“Percentage margins are not one of the things we are seeking to optimize,”
“It’s the absolute dollar free cash flow per share that you want to maximize. If you can do that by lowering margins, we would do that. Free cash flow, that’s something investors can spend.”
Bezos is more concerned with driving cash flow than making money because he believes the opportunity offered by the Internet, and by e-commerce, is massive and still largely untapped. To him, it’s still a land grab. So he’s prepared to cut prices to the bone and add all those freebies to cultivate customer loyalty and drive sales growth. Then he reinvests it all in more low prices and further expansion, driving additional customer loyalty.

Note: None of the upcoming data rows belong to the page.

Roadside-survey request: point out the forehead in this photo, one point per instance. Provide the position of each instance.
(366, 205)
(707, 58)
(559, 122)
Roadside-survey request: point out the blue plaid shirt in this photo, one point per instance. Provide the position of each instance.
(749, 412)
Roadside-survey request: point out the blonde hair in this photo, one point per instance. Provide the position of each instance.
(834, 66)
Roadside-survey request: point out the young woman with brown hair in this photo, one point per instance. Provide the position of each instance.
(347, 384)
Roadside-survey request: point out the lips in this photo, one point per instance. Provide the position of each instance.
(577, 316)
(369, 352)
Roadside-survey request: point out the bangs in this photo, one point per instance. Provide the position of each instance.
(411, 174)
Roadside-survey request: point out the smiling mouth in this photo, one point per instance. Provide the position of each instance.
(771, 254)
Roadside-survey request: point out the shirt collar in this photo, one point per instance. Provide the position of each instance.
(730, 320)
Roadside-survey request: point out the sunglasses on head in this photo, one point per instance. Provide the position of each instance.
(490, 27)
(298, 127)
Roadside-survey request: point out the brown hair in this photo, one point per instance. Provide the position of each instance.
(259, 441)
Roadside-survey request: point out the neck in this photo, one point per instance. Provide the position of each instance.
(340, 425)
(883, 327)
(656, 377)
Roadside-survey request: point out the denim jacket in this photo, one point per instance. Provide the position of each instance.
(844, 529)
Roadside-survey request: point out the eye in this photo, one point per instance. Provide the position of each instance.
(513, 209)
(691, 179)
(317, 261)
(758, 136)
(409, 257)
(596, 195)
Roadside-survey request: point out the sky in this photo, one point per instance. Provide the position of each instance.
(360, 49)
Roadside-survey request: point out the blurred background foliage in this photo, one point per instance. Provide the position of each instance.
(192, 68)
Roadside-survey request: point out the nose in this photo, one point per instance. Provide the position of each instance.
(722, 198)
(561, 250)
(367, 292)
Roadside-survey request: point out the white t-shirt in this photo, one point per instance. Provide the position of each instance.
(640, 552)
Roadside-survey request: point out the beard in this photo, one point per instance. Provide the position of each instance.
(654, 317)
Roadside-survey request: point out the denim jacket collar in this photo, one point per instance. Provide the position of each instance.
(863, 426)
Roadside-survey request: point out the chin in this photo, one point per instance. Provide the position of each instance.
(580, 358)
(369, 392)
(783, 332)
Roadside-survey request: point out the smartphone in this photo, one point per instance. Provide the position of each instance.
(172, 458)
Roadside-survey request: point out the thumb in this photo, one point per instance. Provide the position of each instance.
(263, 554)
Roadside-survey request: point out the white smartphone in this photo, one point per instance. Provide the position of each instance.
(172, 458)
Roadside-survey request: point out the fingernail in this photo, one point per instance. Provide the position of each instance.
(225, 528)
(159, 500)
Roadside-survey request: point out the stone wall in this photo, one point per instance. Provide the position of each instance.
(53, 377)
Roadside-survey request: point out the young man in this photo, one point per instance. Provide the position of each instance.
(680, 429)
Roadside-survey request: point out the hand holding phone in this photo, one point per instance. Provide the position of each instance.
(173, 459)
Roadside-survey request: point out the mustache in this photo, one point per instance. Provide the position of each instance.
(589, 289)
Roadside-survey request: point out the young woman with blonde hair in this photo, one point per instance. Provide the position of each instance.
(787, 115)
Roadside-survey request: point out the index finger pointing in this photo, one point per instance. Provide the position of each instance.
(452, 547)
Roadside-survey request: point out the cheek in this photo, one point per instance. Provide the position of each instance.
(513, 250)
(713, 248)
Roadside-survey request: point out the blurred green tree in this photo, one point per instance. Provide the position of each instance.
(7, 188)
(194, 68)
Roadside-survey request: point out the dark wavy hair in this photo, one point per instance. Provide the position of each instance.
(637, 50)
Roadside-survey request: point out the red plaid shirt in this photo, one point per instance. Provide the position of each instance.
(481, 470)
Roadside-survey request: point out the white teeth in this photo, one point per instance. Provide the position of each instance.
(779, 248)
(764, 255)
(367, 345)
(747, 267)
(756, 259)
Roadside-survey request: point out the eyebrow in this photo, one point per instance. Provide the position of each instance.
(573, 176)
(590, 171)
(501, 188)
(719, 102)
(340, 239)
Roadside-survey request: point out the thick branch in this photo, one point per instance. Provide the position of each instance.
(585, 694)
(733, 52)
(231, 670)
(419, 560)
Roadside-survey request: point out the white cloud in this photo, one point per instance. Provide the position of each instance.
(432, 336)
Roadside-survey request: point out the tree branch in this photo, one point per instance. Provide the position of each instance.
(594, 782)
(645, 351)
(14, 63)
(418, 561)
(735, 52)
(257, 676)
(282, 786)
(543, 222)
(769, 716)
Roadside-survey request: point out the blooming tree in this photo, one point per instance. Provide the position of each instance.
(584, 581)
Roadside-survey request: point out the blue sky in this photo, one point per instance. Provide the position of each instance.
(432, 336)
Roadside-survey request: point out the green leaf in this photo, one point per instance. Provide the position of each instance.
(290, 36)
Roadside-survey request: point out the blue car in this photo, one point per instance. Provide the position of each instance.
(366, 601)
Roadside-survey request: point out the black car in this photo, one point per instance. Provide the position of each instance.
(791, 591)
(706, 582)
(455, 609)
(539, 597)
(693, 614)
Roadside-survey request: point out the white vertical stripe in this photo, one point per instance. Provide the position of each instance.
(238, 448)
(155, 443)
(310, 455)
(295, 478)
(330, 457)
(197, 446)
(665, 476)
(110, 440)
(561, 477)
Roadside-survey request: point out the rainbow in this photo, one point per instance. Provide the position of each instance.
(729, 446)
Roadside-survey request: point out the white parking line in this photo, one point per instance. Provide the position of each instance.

The strategy manifests itself in Amazon’s constant flood of news announcements. The company just announced plans to build a million-square-foot fulfillment center in New Jersey. It just extended its Prime two-day shipping service to Canada.
The new fulfillment centers, operating outside such major American cities as New York and Los Angeles, could serve as the centers of a hub-and-spoke logistics network that will allow Amazon to store perishables like fresh fruit. And when Amazon owns a network of vans humming around most major urban centers to deliver groceries, it will be able to pack items such as the most popular DVDs and books and deliver them to customers within 24 hours after they are ordered, just as it does now in Seattle.